Celas explique le but de ses recherches et son parcours :

Celas Marie-Sainte raconte son parcours et ses recherches. ©Marie Boscher - La 1ère

De clics en clics, l'ingénieur de 33 ans, qui n'était "pas le meilleur" en classe, s'est construit un parcours hors du commun, qu'il ne veut ni "larmoyant", ni mis "sur un piédestal". "Je ne suis pas plus intelligent qu'un autre et je veux juste montrer que c'est accessible", insiste Celas. Ce "breton de couleur" tient à "montrer que quand on est Noir, on peut aller travailler au milieu des Blancs", même si "rien n'est fait pour donner l'accès aux Noirs." Montrer aussi que le milieu scientifique peut être un espace bienveillant, ce que Celas a fait en organisant la première pride polaire.

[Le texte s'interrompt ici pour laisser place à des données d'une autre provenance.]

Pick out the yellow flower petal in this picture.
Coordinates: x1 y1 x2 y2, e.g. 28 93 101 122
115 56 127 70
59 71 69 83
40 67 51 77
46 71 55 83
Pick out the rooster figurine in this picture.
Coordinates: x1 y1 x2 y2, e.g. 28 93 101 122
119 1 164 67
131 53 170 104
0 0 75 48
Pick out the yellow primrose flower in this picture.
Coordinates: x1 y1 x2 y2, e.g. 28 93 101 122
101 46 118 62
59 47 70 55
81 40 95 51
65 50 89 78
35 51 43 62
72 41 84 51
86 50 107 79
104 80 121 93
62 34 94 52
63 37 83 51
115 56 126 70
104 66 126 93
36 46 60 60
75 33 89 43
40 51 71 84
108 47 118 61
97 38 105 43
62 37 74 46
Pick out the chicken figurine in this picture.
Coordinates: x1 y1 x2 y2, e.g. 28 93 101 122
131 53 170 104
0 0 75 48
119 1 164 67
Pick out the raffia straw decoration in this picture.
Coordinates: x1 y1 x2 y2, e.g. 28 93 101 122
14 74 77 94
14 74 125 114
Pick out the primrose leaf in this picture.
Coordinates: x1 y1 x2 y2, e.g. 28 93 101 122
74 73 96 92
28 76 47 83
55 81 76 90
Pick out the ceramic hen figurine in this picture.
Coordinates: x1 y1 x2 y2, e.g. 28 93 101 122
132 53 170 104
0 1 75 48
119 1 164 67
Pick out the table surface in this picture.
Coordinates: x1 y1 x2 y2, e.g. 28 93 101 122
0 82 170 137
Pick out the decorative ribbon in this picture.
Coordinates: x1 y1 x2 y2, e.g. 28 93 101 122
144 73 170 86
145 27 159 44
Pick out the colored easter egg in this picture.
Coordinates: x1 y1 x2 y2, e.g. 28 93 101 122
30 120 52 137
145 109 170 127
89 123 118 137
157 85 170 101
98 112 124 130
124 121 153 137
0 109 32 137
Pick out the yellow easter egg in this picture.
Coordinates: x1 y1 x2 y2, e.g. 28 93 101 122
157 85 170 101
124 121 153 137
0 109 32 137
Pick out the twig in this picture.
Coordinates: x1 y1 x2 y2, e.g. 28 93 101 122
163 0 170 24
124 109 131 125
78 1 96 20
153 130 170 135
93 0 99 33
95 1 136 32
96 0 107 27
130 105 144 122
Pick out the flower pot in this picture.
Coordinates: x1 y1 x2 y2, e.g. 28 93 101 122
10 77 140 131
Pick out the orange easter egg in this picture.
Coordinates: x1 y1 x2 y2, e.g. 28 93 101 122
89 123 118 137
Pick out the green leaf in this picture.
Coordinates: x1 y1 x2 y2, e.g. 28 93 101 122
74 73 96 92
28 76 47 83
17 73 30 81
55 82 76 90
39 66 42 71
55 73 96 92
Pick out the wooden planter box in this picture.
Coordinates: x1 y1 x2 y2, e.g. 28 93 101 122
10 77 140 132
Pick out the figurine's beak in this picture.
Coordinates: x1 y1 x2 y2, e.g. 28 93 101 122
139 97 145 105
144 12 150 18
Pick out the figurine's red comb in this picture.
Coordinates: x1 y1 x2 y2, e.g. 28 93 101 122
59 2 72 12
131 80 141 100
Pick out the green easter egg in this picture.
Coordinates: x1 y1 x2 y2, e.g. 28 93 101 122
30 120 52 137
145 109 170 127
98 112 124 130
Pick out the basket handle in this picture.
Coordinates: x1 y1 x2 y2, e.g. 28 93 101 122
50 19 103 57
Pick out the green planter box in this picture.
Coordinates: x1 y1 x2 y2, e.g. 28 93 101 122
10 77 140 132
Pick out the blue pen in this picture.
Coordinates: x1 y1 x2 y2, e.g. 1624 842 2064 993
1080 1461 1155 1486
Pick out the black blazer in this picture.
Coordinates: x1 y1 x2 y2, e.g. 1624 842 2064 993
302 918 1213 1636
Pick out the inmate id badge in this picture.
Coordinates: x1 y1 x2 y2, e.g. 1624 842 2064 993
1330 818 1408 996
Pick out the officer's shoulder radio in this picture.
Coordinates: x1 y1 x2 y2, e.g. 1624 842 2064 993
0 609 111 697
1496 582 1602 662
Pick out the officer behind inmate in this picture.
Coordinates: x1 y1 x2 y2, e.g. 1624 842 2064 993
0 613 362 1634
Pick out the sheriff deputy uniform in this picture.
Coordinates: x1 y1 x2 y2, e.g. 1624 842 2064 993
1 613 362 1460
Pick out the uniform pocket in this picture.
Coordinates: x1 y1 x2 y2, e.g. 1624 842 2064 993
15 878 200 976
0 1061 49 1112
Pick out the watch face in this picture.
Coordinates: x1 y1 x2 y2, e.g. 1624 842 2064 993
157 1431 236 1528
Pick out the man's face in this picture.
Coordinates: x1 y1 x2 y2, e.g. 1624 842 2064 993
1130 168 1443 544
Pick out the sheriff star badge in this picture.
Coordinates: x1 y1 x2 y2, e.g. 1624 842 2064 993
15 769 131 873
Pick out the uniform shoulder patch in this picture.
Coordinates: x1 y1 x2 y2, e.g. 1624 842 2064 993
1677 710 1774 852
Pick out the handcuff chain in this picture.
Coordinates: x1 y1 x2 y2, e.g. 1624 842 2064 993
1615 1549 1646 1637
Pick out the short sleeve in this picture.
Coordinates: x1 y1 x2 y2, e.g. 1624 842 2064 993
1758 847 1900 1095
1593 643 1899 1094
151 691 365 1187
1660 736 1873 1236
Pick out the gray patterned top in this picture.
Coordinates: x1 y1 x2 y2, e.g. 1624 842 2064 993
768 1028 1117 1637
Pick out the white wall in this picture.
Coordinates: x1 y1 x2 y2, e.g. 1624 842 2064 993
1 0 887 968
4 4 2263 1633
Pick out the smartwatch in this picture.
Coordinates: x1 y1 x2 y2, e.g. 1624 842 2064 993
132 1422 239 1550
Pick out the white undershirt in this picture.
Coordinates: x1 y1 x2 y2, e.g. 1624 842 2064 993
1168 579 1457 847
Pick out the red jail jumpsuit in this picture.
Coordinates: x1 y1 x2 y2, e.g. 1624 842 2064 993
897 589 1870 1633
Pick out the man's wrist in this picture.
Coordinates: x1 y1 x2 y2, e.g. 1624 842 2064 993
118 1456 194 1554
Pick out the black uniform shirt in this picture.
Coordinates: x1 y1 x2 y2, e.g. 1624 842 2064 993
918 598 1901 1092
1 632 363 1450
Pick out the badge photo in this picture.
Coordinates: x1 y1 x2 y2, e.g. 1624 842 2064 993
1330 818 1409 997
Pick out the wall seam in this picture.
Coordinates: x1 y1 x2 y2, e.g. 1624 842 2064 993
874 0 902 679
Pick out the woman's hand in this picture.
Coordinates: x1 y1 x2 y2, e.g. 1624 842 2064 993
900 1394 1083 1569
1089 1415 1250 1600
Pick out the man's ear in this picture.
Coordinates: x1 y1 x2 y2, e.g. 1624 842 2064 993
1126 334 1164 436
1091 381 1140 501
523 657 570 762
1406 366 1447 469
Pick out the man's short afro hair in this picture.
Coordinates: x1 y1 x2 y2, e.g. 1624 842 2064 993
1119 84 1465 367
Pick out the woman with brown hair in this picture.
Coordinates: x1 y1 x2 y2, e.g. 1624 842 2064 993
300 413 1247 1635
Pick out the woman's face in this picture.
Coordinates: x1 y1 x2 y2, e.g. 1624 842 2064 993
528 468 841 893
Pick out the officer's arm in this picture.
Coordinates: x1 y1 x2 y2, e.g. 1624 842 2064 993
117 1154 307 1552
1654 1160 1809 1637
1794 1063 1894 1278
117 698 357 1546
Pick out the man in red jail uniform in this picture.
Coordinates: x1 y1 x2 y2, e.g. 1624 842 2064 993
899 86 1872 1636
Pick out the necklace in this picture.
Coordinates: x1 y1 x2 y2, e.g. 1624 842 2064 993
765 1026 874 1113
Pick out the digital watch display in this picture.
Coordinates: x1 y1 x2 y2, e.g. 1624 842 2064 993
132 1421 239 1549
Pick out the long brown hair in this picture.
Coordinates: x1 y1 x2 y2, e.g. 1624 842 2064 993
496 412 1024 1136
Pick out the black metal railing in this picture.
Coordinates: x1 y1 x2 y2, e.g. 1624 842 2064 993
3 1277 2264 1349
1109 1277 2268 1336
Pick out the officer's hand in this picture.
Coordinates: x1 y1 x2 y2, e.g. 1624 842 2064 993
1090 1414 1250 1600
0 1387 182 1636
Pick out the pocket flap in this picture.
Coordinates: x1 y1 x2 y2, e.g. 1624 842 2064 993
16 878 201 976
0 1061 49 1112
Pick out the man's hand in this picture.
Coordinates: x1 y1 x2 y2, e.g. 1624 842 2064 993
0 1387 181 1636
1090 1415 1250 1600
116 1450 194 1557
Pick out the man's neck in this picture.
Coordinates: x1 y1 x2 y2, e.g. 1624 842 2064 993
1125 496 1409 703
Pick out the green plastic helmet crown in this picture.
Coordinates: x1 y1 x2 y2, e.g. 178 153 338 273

C'est intéressant de parler d'où on vient, de ce que l'on fait, pour ramener les choses à une certaine réalité. Je suis un mec normal qui vit une vie avec des gens sains autour de lui, qui vient d'une famille normale, d'un milieu hétéronormé. Je ne suis pas juste une vitrine. C'est hyper important de détruire l'idéalisation. 

Celas Marie-Sainte

Après un an dans l'Antarctique, Celas prépare déjà son retour sur la glace pour un nouveau projet. Avec toujours à cœur de partager ses expériences exceptionnelles, dans l'espoir d'inspirer d'autres gamins de sa trempe à se lancer dans les sciences.